Communication is key for borrowers and lenders.
In the cattle business, you spend most of your time working the herd to ensure it is well-fed, well-groomed and well on its way to market. You spend less time tending to that one hard-headed stray that wanders off from the herd. However, tending to that one stray and wrangling it back in is how you maximize your profits.
It’s the same in the lending business. You spend most of your time processing, approving, and servicing the good guys — those who remain with the herd. But, what do you with the stray borrower who is struggling with a stray deal? How do you keep them engaged with you, the lender? How do you bring them back into compliance? How do you keep them current on payments? How do you clear them out and get repaid? Consider these thoughts as you work your troubled loans back to the barn.
In all relationships, communication is paramount. And in this information age, communication has never been easier. Text, email, instant message — these are all good channels for exchanging information. But, with a stray borrower, there is nothing more powerful than the ole Alexander Graham Bell telephone. The phone allows you to hear the sincerity, the stress, the soundness of the game plan or lack thereof. More importantly, it allows your borrower to hear your voice, your sincerity of working it out with them, and your entrepreneurial thinking to work out of a bad deal.
Wrangling your stray means knowing where it is and working it back in with your cutting horse. In a stray deal, the lender needs to have boots on the ground to assess the condition of the property. Is it retail ready? Has it been touched at all? How much work is left to be done? What is the remaining budget until substantial completion? The lender needs to have a trustworthy source or team member on the ground answering these questions. The good-hearted nature of a contractor can quickly turn to stone when answering the phone of a distressed lender with a distressed deal in a faraway city. The lender must get on the ground.

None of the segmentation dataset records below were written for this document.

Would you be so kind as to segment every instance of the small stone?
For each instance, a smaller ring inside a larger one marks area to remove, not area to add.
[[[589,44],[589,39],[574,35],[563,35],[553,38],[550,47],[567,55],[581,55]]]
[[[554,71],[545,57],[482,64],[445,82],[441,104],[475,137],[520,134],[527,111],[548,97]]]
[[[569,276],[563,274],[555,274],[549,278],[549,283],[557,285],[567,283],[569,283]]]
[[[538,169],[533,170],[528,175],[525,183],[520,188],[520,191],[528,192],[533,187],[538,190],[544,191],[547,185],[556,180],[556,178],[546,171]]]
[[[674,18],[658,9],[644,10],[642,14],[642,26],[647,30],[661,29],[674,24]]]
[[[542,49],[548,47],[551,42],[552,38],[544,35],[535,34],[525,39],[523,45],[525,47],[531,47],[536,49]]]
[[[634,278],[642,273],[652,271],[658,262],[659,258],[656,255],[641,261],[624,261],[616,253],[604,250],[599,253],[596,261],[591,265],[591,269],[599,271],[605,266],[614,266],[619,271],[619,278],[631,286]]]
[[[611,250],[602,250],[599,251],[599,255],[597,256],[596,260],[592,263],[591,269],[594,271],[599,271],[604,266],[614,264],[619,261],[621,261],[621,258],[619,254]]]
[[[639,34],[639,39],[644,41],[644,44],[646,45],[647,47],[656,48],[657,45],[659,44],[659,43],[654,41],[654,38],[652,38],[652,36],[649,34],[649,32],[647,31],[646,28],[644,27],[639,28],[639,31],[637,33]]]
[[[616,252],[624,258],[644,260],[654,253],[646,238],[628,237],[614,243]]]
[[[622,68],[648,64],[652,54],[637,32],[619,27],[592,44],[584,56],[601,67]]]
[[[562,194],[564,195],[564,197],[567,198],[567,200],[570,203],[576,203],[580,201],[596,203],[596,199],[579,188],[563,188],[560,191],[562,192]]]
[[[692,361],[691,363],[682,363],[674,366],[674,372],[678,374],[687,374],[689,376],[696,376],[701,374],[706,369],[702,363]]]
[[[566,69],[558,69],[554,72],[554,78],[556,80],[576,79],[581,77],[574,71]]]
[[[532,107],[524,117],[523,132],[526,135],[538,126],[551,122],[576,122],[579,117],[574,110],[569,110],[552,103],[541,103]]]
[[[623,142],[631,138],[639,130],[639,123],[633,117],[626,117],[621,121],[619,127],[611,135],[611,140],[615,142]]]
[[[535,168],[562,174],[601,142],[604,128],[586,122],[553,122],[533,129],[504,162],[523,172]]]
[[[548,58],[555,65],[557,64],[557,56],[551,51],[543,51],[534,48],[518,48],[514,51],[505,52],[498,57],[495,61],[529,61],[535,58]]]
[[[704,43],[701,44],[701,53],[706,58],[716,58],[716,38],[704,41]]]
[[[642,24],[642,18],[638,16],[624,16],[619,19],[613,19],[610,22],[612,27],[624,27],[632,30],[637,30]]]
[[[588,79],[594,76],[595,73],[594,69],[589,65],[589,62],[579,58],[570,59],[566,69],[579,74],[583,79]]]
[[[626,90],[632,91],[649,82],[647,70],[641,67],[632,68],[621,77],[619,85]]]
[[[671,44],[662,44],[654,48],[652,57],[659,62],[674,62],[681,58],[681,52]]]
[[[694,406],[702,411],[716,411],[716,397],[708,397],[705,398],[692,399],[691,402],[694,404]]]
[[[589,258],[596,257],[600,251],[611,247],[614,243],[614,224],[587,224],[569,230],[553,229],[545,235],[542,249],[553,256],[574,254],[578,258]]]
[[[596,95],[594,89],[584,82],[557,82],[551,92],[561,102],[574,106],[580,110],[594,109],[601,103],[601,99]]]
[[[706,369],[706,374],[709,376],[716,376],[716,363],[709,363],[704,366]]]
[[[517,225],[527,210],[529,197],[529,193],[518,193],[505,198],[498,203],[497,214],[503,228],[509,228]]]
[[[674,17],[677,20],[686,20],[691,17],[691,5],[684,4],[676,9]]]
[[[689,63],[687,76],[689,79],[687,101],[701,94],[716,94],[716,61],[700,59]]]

Once the stray knows your voice and your position, you must be willing to use your lasso if it’s not going to budge. The lasso of acceleration (read: foreclosure proceeding paperwork) is your tool. It is no fun to wrangle in a stubborn stray kicking and screaming, but there is no better way to get the attention of a headstrong stray than the fear of loss. Foreclosure means no profit for the borrower. Do we want to be in this position as a lender? No! Will we take the step if push comes to shove? Yes! As the cowboy ballad of Git Along Little Dogies goes: “Whoopie ti yi yo, git along little dogies. It’s your misfortune and none of my own.”